Neither Sibley nor McMullen responded to calls and emails requesting comment.
“Of the 250 DNA exonerations that occurred by 2010 throughout the United States, shoddy forensic work — which ranged from making basic lab errors to advancing claims unsupported by science — had contributed to half of them,” according to a review by the Innocence Project.
A 2009 study undertaken by the National Academy of Sciences issued a groundbreaking, and damning, report on the matter and found only inconsistencies.
“Its authors found that many forensic disciplines — including the analysis of blood spatter, hairs, bite marks, shoe and tire impressions and handwriting — were not as ‘scientific’ as they often (were) purported to be,” Colloff wrote.
“The report included a sobering appraisal of bloodstain interpretation,” and it said “Analysts’ opinions were often ‘more subjective than scientific,’ its authors warned, and open to ‘context bias.’
“Moreover, ‘the complex patterns that fluids make when exiting wounds are highly variable,’ they observed, and ‘in many cases their interpretations are difficult or impossible.’
“In conclusion, the authors cautioned, ‘the uncertainties associated with bloodstain-pattern analysis are enormous,’” she said.

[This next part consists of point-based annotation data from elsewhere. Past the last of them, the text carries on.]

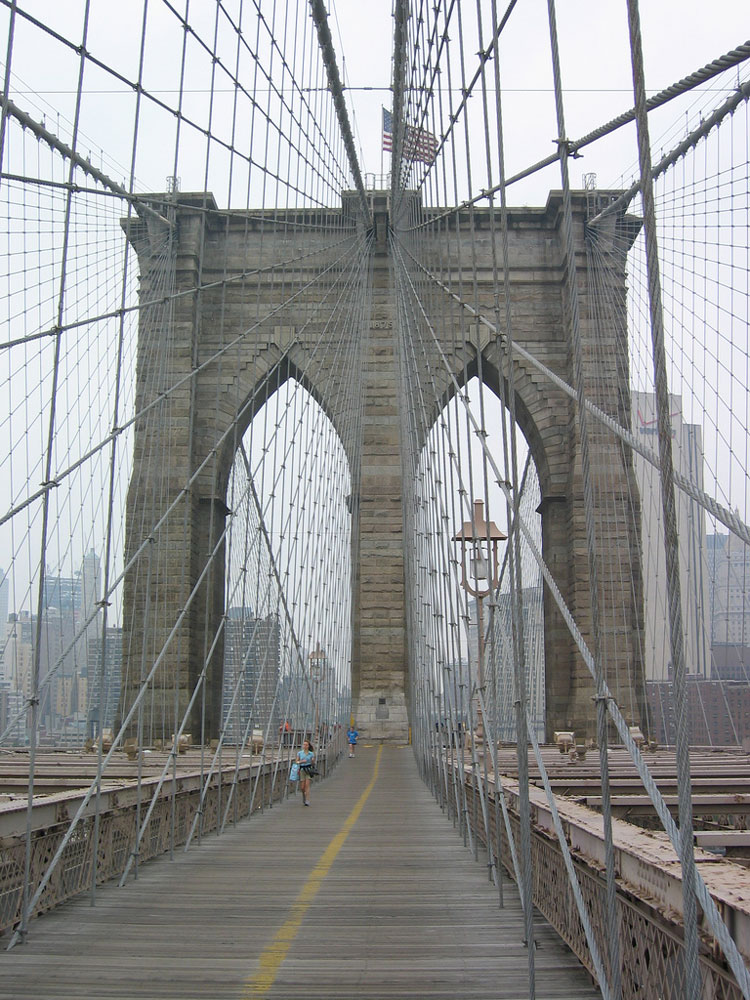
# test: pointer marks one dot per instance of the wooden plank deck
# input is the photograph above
(396, 908)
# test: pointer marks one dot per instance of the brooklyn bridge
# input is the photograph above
(374, 383)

Freud got involved almost five years ago in the Bryan case when she was still at Baylor Law School and was interning for Reaves, she said.
It was her research that guided the appeal issues set for hearing in August, according to Reaves.

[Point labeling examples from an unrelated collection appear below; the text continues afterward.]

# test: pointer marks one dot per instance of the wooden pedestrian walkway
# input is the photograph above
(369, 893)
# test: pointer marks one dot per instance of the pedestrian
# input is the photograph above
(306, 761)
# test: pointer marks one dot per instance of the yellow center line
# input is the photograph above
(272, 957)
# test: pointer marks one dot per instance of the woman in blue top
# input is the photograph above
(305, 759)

Judge Douglas Shaver, retired from the Houston area, is set to preside over the next hearing.
Shaver, of Houston, has experience in this part of the state because it was he last November, in the Twin Peaks case filed against Matthew Alan Clendennen, of Hewitt, who began the ball rolling as one-after-one the 177 biker cases have fallen by the wayside, and he who said he’d have jailed the McLennan County District Attorney for his shenanigans in the cases.
Only some 25 of the original number remain.

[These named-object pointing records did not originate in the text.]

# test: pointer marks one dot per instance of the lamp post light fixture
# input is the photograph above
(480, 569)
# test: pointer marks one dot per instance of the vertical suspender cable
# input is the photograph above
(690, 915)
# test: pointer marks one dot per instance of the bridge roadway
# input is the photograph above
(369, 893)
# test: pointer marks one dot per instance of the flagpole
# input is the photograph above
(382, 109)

Freud said she is so passionate about Bryan’s case because: “If an injustice can happen to Joe Bryan, it could happen to any of us,” Freud said, “it happened then and it can happen today.”
Considering the responses Colloff got from some blood spatter “experts” to her questions, Freud could be making an extremely valid point.
When Coloff asked about requiring additional education before someone can call themselves a blood spatter expert, a blood spatter expert who works for Miami-Dade Police said, “Why? Thomas Edison was self-taught.”